Measurement process (COM):
Conceptualization: is the process of taking a construct or concept and refining it by giving it a conceptual or theoretical definition. Eg. What is religious?
It involves carefully thinking, directly observing and consulting with others, reading others’ work and trying possible definitions.
Operationalization: the process of developing an operational definition for the construct. It involves to use indicator to measure a concept. Eg to use times to go to church or religious service as one of indicators to measure being religious.
In this process, a researcher links the world of ideas to observable reality.
Rule of correspondence or auxiliary theory, are the logical statements of how an indicator corresponds to an abstract construct.
For example, a rule of correspondence states that a person’s verbal agreement with a set of ten specific statements is evidence that the person holds strongly anti feminist beliefs and values.
For example, auxiliary theory suggests that the construct of alienation has four parts: family relations, work relations, relations with community and relations with friends.

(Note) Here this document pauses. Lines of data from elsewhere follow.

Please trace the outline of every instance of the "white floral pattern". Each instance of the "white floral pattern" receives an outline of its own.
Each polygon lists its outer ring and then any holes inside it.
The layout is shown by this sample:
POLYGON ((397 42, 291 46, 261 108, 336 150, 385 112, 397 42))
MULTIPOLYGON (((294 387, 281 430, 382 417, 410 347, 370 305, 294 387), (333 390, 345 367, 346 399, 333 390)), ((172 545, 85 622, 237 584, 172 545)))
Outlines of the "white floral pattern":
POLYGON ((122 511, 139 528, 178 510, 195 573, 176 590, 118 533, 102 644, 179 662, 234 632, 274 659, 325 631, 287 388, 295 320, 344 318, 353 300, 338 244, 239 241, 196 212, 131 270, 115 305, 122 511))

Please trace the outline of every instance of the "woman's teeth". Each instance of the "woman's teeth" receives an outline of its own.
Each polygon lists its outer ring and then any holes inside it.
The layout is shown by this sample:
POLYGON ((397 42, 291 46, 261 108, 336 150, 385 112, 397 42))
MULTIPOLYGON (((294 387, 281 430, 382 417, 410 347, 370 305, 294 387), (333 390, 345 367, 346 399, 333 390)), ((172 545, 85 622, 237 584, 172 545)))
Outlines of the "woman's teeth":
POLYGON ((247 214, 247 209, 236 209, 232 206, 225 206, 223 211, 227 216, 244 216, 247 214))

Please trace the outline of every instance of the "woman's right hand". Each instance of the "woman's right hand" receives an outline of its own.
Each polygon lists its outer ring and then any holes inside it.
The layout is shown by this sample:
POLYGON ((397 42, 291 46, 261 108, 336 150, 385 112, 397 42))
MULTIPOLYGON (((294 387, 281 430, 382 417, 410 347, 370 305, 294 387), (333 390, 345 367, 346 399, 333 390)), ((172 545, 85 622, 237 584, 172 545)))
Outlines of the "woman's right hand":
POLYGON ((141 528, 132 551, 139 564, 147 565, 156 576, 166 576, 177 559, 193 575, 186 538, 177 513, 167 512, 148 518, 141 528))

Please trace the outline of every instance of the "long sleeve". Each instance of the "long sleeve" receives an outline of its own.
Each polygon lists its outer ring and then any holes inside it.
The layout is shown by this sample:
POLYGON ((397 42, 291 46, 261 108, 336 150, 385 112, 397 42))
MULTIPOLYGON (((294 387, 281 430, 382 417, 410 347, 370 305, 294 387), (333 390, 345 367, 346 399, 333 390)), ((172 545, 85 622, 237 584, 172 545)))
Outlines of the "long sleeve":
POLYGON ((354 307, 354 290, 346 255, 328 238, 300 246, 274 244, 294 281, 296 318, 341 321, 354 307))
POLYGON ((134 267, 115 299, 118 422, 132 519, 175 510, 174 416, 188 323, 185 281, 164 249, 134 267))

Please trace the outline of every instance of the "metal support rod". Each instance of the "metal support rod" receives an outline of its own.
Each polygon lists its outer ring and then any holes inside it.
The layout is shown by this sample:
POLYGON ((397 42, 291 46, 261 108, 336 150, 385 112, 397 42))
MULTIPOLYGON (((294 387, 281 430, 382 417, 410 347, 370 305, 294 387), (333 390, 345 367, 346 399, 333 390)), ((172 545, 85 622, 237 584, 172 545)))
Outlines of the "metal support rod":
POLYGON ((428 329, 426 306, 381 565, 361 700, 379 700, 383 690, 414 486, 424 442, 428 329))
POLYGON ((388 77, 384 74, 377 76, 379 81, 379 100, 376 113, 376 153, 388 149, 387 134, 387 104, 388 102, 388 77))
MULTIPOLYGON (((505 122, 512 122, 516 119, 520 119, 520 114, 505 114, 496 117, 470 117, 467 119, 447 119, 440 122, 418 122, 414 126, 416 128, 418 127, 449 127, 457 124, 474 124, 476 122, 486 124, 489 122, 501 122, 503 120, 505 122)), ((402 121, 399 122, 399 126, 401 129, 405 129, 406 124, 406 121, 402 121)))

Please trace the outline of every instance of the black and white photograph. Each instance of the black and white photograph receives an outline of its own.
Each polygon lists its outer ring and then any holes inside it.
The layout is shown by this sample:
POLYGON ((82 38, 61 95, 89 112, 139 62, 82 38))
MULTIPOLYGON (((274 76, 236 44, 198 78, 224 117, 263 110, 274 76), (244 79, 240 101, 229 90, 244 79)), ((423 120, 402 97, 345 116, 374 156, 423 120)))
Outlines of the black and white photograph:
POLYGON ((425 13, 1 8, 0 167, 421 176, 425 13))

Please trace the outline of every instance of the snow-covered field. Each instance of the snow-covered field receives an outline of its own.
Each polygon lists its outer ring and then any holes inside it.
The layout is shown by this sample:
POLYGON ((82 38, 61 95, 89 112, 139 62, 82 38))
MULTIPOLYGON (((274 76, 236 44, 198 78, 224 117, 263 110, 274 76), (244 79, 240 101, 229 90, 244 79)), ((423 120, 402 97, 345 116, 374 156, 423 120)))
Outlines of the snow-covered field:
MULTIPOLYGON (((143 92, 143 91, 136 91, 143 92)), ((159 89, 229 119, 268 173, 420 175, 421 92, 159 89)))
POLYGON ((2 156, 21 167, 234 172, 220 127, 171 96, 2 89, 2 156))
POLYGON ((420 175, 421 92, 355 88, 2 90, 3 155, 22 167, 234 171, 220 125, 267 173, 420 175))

Empirical measurement, using indicators in empirical world.
Reliability: means that information provided by indicators eg. a questionnaire does not vary as a result of characteristics of the indicator, instrument, or measurement device itself. It means that the repeated measurement under the same condition should be the same.
Three types of reliability:
o Stability reliability is reliability across time
o Representative reliability is reliability across sub populations or groups of people
o Equivalence reliability apples when researchers use multiple indicators (e.g., several items in a questionnaire all measure the same concept). If several different indicators measure the same concept, then a reliable measure should give the same result with all indicators.
How to improve the reliability:
1. Clearly conceptualize all concepts, reliability increase when a single concept or sub-dimension of a concept is measured. That shows the more precise a concept is defined, the less noise in measurement.
2. Increase the level of measurement, for example, 1 to 10 level categories is more reliable than high or low.
3. Use multiple indicators, it allows researchers to measure a wider range of content of a conceptual definition; one indicator may be imperfect, several indicators are less likely to have the same systematic error. Multiple indicators tend to be more stable than measures with one item.
4. Use pretest, pilot study and replication.
Validity is the degree of fit between a concept and indicators of it. It refers to how well the conceptual and operational definitions mesh with each other. The better the fit, the greater the measurement validity.
Four types of validity:
1. Face , in the judgment of others
2. Content, capture entire meaning
3. Criterion, agree with an external source
- concurrent, agrees with a preexisting study
- predictive, agrees with future event
4. Construct, multiple indicators are consistent.